Holding Company
Holding or Mother Company is a company incorporated in Cyprus and which is the main shareholder of other incorporations. Parent company’s main objective is to hold shares of subsidiaries in Cyprus or international companies. Beyond this objective a Holding company can perform activities in other sectors such as commercial, financial, manufacturing, construction, engineering or others without any limitations.
Cyprus Holding companies can ensure the of the risk reduction for owners and provide simultaneously the possibility of ownership and control of other companies.
Cyprus is one of the most attractive destinations for the formation of Holding companies.
The use of a holding company provides serious financial advantages to the shareholders or business people operating from all around the world.
A rich network of double tax treaties with third countries enables a Cyprus Holding Company to receive dividends from other legal entities local or foreign without having to pay tax on those dividends in respect of the same company or even physical person.
The parent-subsidiary directive of the European Union exempts the withholding tax deduction on the dividends and other revenues distributed in the EU by a subsidiary company to the holding company and so it eliminates the double taxation of dividends of the parent companies.
Cyprus Holding Companies became essential in the international business circles because of the advantages offered:
- Profits of a Cyprus Company are only taxed at a standard corporate rate of 12,5%
- No withholding tax on interest paid to non-tax resident shareholders
- No withholding tax on dividends paid to non-tax resident shareholders
- Cyprus maintains an extensive network of advantageous double tax treaties with over 50 countries that allows a Cyprus Holding Company on payments of dividends, interests and royalties to suffer a tax burden at destination jurisdiction from 0% a maximum of 15%.
- According to the provisions of the community directive 90/435/EEC for Holding Companies (EU Parent Subsidiary Directive) the outgoing dividends towards a Holding Company of another state member are not subject to withholding tax from a state member that dividend comes from, as a result no taxation is applied.
- No capital gains tax is applied on profits arising from the sale of securities
- No capital gains (goodwill) or income tax is applied after the liquidation of the company
- No withholding tax is applied on the distribution of profit, except those arising from the disposal of property in Cyprus or profits arising from the disposal of the shares of a company that owns real estate in Cyprus
The Parent (Holding) company is considered a tax resident and enjoys the attractive tax regime as long as the control and management of the company are operated in Cyprus.
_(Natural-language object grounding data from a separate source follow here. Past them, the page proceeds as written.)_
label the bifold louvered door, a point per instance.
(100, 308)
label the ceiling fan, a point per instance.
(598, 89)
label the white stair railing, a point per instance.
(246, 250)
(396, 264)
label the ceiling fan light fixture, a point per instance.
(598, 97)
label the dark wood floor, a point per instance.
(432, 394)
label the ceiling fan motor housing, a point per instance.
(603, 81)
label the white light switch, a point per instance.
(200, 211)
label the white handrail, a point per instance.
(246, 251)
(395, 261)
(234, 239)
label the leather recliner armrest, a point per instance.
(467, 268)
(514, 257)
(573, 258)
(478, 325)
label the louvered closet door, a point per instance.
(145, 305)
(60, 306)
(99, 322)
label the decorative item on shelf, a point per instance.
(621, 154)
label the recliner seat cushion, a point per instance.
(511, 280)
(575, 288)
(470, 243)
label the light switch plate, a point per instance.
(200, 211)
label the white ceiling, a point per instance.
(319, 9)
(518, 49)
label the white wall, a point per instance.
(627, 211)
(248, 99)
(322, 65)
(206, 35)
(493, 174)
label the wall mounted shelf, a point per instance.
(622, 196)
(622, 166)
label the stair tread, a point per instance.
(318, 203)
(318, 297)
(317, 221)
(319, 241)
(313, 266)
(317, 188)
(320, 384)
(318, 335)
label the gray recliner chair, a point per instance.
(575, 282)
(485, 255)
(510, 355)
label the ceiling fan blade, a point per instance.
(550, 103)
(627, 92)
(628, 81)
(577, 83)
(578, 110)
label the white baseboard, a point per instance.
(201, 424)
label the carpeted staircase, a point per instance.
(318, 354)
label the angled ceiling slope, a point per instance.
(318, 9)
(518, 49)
Thus meaning some criteria should be met to prove that the company operates and uses Cyprus as its base.
When a company is considered Cyprus Tax resident, is then taxed based on the tax rates for income arising from any world-wide source.
Cyprus uses the Anglo-Saxon legal system, support the corporate formation providing anonymity of the shareholders through Trust formation.
The Trust is founded from the Trustee, the owner and holder of the property.
With the Trust, the property owned is hold by one or more people, the “Trustees” at the name and account of the beneficiaries, those who benefit out of the Trust. The Trustees are the registered owners of the Trust, and handle the property of the Trust according to the agreement (Trust deed) signed between the involved parties.